Alla fine hanno vinto la determinazione e la tenacia del Comitato Colli D’oro e dei cittadini.
Lottando da soli contro tutti, andando avanti prima con il ricorso al TAR e al Consiglio di Stato poi, entrambi senza esito, ma non si sono mai persi d’animo.
Chiedendo ulteriori accessi agli atti, hanno rilevato gravi errori nella conduzione dell’opera (allaccio non corretto alle fogne, uso di materiale non idoneo nelle condutture, non presentazione del certificato anti-mafia delle ditte subappaltatrici subentrate successivamente, ecc. ecc.) ed inadempienze varie, tali da poter determinare la revoca immediata della concessione, segnalate in un incontro nello scorso marzo con l’ex assessore Pancalli e successivamente più volte richiesta al Sindaco e al Dipartimento allo Sport.

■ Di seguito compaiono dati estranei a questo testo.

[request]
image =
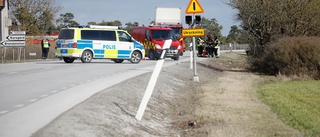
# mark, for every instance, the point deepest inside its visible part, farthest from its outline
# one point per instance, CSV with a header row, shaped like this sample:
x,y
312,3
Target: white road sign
x,y
9,43
15,39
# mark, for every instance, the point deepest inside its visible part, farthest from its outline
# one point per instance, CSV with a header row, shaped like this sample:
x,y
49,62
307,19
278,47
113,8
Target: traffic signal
x,y
189,20
198,19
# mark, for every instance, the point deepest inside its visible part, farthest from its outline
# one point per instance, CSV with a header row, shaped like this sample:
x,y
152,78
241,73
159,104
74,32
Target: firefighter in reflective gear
x,y
45,45
200,47
216,46
209,46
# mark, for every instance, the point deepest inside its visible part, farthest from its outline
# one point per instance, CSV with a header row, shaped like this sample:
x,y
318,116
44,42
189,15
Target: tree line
x,y
264,21
37,17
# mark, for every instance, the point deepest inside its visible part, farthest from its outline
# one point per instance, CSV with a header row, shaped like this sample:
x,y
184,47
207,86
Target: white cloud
x,y
141,10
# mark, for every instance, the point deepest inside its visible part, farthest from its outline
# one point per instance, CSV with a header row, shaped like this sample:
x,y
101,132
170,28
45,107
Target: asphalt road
x,y
32,94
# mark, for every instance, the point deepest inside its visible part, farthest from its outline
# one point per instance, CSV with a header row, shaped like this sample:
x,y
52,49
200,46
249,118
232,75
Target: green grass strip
x,y
297,103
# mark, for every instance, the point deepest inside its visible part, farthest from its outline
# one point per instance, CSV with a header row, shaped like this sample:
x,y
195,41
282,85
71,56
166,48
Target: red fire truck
x,y
171,17
153,38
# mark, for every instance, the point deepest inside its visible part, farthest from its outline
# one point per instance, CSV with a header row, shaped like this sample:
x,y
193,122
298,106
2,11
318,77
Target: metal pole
x,y
12,55
195,75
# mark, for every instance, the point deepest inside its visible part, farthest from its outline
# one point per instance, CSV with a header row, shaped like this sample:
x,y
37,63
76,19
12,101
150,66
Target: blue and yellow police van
x,y
98,42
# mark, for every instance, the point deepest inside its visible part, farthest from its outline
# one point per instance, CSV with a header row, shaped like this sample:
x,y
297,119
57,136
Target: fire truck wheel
x,y
151,55
176,58
135,57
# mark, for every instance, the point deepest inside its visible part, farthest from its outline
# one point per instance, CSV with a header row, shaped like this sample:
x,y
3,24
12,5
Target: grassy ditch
x,y
296,103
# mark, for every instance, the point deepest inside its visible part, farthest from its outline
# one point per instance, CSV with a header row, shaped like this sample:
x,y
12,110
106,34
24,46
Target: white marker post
x,y
191,56
152,81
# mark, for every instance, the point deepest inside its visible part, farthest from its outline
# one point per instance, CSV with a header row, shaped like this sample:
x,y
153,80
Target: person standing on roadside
x,y
209,47
200,47
216,46
45,45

Ora non importa chi si farà avanti per rivendicarne il merito, chi cavalcherà come di solito accade il carro dei vincitori, chi è sempre stato contrario alla sospensione dei lavori ed alla revoca della concessione ed ora dichiara il contrario, l’importante è aver raggiunto lo scopo.
La Guerra è ancora lunga da potersi definire vinta, ma la prima battaglia è stata vinta, vinta dai cittadini.
Prossimamente altre iniziative saranno messe in campo.